На сем дневниковые записи кончаются. Но если бы в те длинные ночи он не поленился бы продолжить их и был бы до конца откровенным, то написал бы, что ходили они не только по воскресеньям, но по пятницам и субботам тоже и брали не только то, что оставляли после себя несчастные туристы, но и то, что у них плохо лежало, и даже то, что лежало хорошо. Горе было тем незадачливым отдыхающим, которые оставляли свое хозяйство без присмотра и уходили погреться на солнечный бережок, горе было тем рыбакам, которые не брали с собой запасных снастей и уплывали половить рыбку, оставляя на произвол судьбы зажигалки, спички, сигареты и прочее. Табачок друзьями тогда уже потреблялся вовсю и до винца было недалеко.
Сельмаг. Светло-зеленая облупившаяся краска. Груды ящиков, битое бутылочное стекло, пробки, окурки. Они подбирали окурки, просматривали пустые сигаретные пачки, иногда находили там по нескольку штук. Сразу за магазином начинался лес. Там, за разросшимися кустами бузины и сирени, они учились курить. Там же собирали пустые бутылки, сдавали продавщице, а старшие товарищи покупали вино, наливали им. Так маленькие люди начинали познавать жизнь.
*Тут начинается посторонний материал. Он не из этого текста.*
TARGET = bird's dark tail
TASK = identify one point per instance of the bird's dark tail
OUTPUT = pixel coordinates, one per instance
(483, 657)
Стояло позднее лето. Солнце еще светило ярко и грело ласково, но вода уже остыла и была чиста и прозрачна. На дне, где раньше были камни, мелкой зыбью застыл песок. Его нанесло штормом. Перемет пришлось ставить там. Было видно, сквозь прозрачную воду, как наживка шевелится на крючках. Потом берег, теплые камни, запах ольхи. Ольховые бурые сережки на песке, сухой камыш, отнесенный штормом к самому лесу. Спокойное, уставшее, умиротворенное море, парус на горизонте. И опять что-то уходило безвозвратно, уносило с собой частичку жизни, растворялось в пространственной дали. И мучительно хотелось туда, где море уходило за горизонт.
Перемет был девственен, наживка нетронута, и лишь на одном крючке красовалось золотистая упругая плотвица.
То было последнее лето детство.
Июнь 1968
Полоска мутной воды делалась все шире, рвались ленточки серпантина, провожающие махали платками. Среди них стояла мама и махала рукой, а мальчишка стоял у борта и смотрел, облокотившись о перила, как буксир оттаскивает теплоход от пристани. Затем буксирчик отцепился и корабль поплыл в море, оставляя за кормой Ленинград.
По узкому гранитному каналу миновали Кронштадт и вышли на свободную воду. Слева по курсу появилась серая лошадь, а справа – желто-зеленой полоской шел далекий берег. Где-то там стоял домик, в котором мальчишка жил летом. Он изо всех сил старался увидеть что-то на берегу, и ему казалось, что он видит рыбацкий пирс, баркас качается на воде, рядом черные большие рыбачьи лодки, дальше – мыс с маяком, на желтом песке загорают сейчас друзья или ловят рыбу, только их не видно. Он напрягал зрение, и ему казалось, что он видит их…
А потом солнце уже клонилось к западу, становилось спокойным и ласковым. Берега ушли, их уже не было видно. Зато за кормой летели чайки. Они хватали хлеб на лету, галдели. Когда хлеб падал, чайки бросались в пенящуюся, вздыбающуюся от винтов воду, некоторое время оставались на ней, заглатывали хлеб, но потом снова нагоняли корабль. А слева и справа оставались небольшие, поросшие сплошь лесом островки, неизвестно кому принадлежащие.